The issue of misuse of resources of a company is quite widespread in companies, and its effects are immense bleeding companies a lot of money and property. This calls for the establishment of a mechanism to eliminate or control them. Companies should conduct extensive and intensive background checks on all the potential employees they want to hire to ensure they weed out those with questionable character and a history of fraud (Yang, 2001). Moreover, companies should ensure accountability permeates the entire departments of the organization and no position in the company has immense power to singlehandedly authorize particular actions without the consent of other people. Every position should be answerable to other individuals to curtail the possibility of people misusing their positions to steal from the company.
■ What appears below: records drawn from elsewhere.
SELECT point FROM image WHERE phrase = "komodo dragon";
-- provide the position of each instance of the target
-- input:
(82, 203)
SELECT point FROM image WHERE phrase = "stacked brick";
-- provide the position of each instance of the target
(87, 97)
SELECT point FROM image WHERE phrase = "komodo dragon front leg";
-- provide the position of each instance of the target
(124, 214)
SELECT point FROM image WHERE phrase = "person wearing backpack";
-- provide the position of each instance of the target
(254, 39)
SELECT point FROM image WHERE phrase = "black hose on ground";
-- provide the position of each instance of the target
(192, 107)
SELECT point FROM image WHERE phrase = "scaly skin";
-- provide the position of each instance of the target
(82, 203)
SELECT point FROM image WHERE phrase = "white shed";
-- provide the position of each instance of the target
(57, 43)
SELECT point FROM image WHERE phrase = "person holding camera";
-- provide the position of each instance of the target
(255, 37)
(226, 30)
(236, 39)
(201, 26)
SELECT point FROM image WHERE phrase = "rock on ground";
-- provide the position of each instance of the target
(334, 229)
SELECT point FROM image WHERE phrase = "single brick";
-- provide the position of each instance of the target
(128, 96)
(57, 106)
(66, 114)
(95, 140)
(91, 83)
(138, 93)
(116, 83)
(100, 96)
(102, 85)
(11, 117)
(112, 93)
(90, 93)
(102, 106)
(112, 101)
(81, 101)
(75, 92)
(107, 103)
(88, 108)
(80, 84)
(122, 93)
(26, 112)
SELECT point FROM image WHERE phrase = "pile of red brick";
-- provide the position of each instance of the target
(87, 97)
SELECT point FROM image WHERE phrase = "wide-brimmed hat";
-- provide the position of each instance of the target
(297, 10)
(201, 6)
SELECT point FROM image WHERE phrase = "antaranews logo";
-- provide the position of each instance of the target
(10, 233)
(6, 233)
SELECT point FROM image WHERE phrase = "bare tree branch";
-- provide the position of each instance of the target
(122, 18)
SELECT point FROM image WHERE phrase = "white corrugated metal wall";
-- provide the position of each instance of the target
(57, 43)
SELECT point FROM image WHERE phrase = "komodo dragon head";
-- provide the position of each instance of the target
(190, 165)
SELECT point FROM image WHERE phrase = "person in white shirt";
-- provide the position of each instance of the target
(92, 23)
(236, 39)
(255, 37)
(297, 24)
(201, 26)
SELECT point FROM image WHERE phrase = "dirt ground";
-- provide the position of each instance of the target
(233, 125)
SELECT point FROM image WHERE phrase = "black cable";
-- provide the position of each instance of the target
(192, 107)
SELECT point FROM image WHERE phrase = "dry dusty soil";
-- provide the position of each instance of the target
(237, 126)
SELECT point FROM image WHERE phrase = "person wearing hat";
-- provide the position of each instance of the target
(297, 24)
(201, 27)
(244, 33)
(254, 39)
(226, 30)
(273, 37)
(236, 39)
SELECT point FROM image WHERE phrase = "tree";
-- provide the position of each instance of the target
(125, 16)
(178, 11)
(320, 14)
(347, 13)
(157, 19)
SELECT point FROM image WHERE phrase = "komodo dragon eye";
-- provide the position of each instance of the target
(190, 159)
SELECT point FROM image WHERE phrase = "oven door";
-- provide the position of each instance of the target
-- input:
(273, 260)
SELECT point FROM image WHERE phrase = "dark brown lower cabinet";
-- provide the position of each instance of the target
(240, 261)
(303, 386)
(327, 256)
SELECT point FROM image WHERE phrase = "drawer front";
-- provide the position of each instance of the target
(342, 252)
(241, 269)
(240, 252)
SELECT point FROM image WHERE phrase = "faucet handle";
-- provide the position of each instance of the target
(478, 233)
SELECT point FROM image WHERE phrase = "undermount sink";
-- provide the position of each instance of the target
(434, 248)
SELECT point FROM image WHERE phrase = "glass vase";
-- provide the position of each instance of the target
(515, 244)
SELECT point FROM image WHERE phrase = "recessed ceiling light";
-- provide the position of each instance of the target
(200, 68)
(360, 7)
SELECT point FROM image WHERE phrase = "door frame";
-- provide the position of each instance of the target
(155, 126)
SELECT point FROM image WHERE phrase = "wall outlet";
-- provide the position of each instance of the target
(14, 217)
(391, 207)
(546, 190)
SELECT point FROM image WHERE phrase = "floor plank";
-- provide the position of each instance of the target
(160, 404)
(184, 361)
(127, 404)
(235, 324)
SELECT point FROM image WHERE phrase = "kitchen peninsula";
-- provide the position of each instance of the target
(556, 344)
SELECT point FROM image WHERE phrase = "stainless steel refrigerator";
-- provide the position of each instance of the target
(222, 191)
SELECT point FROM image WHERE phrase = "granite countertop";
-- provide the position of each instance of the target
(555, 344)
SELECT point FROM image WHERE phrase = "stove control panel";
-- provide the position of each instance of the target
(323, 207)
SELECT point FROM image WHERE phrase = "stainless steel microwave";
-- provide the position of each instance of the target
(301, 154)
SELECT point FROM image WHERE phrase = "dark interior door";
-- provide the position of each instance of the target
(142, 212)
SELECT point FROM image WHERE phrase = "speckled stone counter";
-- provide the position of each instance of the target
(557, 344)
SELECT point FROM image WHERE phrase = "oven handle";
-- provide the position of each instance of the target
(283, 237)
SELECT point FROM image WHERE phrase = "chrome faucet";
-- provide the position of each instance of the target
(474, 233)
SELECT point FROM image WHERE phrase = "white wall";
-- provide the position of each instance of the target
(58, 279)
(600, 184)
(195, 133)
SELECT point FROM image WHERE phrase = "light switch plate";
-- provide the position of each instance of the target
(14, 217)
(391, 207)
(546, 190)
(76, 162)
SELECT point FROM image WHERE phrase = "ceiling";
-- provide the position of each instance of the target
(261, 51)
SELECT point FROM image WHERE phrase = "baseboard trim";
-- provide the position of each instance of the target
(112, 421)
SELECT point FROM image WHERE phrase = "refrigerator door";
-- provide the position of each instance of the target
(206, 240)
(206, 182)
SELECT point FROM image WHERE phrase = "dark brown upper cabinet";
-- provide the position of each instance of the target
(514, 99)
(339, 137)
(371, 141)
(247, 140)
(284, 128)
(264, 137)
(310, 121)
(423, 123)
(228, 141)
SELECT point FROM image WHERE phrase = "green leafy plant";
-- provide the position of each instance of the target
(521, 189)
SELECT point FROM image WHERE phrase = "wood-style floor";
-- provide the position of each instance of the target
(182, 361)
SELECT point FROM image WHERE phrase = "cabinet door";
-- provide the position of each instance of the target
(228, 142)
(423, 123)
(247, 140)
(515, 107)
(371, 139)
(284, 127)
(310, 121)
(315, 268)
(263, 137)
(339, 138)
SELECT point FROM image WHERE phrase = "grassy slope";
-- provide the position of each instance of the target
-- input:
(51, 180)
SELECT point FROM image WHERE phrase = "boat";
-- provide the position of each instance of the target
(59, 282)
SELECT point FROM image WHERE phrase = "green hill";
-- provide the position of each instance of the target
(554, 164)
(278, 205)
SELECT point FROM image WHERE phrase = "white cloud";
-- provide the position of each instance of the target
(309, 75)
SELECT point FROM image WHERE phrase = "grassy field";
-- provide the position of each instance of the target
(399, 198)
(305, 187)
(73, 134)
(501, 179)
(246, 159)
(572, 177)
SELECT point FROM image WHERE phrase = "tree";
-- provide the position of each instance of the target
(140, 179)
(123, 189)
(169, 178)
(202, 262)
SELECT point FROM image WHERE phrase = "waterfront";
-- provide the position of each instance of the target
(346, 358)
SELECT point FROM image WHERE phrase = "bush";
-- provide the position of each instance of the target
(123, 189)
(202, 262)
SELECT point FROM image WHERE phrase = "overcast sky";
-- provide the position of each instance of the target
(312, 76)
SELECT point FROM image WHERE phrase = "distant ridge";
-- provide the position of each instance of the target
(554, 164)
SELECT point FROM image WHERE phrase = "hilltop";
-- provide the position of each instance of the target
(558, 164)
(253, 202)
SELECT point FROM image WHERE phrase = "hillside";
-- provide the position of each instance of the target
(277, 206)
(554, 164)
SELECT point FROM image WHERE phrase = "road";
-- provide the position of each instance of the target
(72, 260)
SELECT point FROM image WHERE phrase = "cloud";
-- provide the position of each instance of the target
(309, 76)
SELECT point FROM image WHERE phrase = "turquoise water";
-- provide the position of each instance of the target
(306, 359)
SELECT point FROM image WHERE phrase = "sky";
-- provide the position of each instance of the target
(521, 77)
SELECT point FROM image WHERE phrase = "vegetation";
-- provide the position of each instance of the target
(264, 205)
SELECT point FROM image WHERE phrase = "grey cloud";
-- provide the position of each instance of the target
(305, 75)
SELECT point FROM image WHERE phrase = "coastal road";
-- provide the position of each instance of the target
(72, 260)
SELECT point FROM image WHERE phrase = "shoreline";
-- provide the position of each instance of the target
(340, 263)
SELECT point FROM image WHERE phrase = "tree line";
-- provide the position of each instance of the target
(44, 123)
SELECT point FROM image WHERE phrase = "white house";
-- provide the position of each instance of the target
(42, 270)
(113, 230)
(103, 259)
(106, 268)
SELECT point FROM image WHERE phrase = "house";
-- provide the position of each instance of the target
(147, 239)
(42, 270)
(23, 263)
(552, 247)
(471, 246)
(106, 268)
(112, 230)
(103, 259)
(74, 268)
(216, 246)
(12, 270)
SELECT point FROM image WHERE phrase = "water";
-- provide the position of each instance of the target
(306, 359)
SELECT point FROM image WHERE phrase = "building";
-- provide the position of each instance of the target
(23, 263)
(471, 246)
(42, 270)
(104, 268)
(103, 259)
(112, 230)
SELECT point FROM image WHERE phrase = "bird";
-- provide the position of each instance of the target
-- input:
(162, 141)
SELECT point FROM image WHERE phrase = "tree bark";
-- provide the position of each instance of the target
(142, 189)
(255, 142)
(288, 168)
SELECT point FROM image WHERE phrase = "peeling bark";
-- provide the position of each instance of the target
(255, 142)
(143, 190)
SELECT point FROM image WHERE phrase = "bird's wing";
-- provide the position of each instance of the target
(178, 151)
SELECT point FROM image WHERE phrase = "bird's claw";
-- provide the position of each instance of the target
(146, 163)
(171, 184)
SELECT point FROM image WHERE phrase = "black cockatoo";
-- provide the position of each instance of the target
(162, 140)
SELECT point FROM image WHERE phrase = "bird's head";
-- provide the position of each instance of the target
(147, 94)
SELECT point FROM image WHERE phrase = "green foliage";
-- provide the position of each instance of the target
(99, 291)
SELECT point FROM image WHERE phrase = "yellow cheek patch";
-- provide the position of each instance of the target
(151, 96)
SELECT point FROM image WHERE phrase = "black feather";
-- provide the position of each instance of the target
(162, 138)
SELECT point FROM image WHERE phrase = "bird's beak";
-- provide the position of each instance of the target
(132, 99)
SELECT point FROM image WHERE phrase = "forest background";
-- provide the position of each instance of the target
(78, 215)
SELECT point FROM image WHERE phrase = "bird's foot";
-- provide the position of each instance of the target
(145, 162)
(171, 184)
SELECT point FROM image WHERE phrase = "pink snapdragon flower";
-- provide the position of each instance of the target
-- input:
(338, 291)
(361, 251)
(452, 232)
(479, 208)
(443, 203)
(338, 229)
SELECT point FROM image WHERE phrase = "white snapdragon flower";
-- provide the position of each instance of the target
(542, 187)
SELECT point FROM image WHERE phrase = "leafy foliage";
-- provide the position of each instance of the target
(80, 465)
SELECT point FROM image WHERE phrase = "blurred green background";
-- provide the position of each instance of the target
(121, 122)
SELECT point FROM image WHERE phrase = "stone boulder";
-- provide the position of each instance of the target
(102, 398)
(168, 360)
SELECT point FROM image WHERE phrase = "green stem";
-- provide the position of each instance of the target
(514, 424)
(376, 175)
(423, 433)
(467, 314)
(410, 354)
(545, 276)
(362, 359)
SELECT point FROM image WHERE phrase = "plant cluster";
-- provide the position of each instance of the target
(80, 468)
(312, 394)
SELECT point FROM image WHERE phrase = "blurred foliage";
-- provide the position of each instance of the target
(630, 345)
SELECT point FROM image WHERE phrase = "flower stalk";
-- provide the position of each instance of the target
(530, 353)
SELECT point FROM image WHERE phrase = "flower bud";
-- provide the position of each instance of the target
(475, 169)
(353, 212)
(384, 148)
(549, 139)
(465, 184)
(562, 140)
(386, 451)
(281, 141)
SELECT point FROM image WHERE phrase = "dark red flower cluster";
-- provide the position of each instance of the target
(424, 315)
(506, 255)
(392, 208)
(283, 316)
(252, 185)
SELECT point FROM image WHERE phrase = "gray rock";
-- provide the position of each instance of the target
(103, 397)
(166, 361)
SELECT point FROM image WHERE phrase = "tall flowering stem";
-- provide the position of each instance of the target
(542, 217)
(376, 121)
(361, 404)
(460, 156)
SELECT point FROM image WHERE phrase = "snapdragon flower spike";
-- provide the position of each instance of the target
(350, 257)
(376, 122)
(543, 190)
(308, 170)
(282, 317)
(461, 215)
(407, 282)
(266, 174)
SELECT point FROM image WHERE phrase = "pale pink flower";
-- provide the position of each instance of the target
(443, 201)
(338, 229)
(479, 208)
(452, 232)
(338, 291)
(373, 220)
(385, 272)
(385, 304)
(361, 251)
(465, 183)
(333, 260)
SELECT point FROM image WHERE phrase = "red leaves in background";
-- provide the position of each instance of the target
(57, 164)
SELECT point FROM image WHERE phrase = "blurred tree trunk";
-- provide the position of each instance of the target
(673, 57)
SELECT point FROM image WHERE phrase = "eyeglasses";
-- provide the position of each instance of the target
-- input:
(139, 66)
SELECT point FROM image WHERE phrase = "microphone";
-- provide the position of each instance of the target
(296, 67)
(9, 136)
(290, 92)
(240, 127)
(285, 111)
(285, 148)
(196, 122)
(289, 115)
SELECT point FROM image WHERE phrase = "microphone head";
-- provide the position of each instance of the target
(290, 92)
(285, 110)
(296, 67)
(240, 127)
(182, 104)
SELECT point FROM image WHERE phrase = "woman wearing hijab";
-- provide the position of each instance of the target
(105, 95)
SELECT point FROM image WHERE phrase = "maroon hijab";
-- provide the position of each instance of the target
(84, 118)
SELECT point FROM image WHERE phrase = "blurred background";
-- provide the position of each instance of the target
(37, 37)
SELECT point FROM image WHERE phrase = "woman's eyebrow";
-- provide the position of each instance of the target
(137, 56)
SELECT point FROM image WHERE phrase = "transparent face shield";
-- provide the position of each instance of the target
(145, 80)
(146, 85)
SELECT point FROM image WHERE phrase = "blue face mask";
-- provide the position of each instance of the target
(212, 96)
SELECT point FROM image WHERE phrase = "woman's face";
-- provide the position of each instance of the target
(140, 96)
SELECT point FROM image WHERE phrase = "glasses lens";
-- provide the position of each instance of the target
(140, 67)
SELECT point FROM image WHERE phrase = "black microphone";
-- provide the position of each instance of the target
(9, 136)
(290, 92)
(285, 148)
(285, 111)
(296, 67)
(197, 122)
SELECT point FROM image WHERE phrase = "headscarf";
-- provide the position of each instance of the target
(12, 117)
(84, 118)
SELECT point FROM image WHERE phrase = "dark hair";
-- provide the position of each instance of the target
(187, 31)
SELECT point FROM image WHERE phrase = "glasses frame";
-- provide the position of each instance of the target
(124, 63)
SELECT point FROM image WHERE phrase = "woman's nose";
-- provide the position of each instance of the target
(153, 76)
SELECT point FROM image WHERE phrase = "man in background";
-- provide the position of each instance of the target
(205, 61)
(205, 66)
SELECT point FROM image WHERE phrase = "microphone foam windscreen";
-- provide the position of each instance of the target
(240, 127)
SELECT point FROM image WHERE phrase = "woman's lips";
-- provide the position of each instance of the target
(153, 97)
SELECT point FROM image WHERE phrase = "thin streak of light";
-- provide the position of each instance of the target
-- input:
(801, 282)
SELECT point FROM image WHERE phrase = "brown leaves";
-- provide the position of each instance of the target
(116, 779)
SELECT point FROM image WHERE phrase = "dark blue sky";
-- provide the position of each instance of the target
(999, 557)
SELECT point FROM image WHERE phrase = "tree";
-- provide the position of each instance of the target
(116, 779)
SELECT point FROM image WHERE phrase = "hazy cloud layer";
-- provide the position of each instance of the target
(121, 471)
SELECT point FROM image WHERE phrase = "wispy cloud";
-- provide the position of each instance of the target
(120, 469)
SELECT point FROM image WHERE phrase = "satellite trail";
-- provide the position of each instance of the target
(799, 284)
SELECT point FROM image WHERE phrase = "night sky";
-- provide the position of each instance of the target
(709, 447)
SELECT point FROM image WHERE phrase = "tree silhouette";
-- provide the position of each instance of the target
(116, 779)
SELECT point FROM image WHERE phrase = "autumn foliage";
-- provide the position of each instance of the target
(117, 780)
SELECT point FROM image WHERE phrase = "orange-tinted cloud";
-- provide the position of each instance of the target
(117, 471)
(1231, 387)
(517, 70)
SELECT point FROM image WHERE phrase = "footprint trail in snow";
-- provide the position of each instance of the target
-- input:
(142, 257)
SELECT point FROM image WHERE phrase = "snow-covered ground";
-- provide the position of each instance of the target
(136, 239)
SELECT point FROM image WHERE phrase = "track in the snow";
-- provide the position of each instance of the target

In addition to this, companies should hire independent entities specializing in providing security for the company from possible employee theft (Yang, 2001). The benefits that will accrue as a result of hiring this company to monitor the activities of the employees and abating employee theft far outweighs the loss the company is likely to incur as a result of persistent employee theft.
References
Christopher, D. A. (2003). Small business pilfering: the “trusted” employee (s). Business Ethics: A European Review, 12(3), 284-297.
Gottschalk, P. (2010). Categories of financial crime. Journal of Financial Crime, 17(4), 441-458.
Yang, K. (2001). Managing Human Behavior in Public and Nonprofit Organizations. Public Administration Quarterly, 25(3/4), 518.